The engine of a train has a mass of 5x10^4 kg. it can accelerate six railway cars having a total mass of 3x10^5 kg by 0.4 m/s^2 (the 6 railway cars have a combined mass of 3x10^5). what acceleration can the same engine using the same force give to four railway cars having a total mass of 2x10^5kg?

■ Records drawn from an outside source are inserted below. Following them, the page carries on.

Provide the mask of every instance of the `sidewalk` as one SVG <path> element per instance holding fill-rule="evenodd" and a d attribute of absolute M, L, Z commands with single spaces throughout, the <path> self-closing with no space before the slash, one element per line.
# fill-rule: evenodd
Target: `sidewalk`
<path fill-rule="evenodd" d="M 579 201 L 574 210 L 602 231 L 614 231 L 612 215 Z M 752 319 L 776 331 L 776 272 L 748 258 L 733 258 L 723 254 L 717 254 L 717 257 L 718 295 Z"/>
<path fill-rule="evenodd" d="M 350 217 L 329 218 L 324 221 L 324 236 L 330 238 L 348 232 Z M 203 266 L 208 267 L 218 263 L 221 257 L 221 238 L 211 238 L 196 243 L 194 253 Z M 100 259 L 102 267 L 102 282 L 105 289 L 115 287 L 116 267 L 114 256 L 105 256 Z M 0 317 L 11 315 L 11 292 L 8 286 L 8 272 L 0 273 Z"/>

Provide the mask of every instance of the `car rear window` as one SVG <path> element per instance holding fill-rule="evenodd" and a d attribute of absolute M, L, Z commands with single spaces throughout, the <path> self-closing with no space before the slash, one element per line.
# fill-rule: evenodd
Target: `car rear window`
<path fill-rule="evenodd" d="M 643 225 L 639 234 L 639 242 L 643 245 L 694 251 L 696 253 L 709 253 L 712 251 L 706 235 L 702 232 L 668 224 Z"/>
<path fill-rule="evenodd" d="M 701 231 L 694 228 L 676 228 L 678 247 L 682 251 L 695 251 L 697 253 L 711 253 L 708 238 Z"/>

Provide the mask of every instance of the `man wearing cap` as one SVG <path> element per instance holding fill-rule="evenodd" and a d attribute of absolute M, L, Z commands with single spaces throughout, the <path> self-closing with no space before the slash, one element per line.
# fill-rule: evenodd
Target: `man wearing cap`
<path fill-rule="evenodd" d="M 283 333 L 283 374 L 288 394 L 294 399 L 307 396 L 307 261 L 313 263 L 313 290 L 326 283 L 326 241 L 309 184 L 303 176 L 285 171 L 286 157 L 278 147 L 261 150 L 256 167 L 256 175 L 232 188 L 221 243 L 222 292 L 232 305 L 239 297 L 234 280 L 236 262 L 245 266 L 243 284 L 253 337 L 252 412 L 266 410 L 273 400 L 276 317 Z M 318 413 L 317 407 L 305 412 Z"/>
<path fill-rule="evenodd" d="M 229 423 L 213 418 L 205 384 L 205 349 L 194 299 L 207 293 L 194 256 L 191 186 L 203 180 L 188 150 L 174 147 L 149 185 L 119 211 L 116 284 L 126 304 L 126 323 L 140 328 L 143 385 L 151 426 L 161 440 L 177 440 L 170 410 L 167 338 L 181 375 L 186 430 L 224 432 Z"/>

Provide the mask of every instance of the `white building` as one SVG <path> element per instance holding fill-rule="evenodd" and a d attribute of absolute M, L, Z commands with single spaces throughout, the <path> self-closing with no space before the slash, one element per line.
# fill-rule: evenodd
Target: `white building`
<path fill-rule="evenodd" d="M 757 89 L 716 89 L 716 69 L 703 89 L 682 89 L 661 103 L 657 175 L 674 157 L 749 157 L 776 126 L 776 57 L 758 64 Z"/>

This question has been answered elsewhere by both BobPursley and myself
To solve this problem, we can use Newton's second law of motion, which states that force is equal to mass multiplied by acceleration (F = m * a).
Given information:
- Mass of the engine: 5x10^4 kg
- Mass of the six railway cars: 3x10^5 kg
- Acceleration of the six railway cars: 0.4 m/s^2
- Mass of the four railway cars: 2x10^5 kg
First, let's find the total mass of the train for the first scenario (with six railway cars):
Total mass = Mass of the engine + Mass of the railway cars
Total mass = 5x10^4 kg + 3x10^5 kg
Total mass = 3.5x10^5 kg
Next, let's find the force applied in the first scenario:
Force = Total mass * Acceleration
Force = 3.5x10^5 kg * 0.4 m/s^2
Force = 1.4x10^5 N
Now, we can determine the acceleration for the second scenario (with four railway cars) using the same force:
Force = Mass of the train * Acceleration
1.4x10^5 N = (Mass of the engine + Mass of the four railway cars) * Acceleration
Since we know the total mass of the train for the second scenario is the mass of the engine plus the mass of the four railway cars, we can substitute this into the equation:
1.4x10^5 N = (5x10^4 kg + 2x10^5 kg) * Acceleration
1.4x10^5 N = 2.5x10^5 kg * Acceleration
Now, let's solve for the acceleration:
Acceleration = 1.4x10^5 N / 2.5x10^5 kg
Acceleration = 0.56 m/s^2
Therefore, the same engine using the same force can give a acceleration of 0.56 m/s^2 to four railway cars having a total mass of 2x10^5 kg.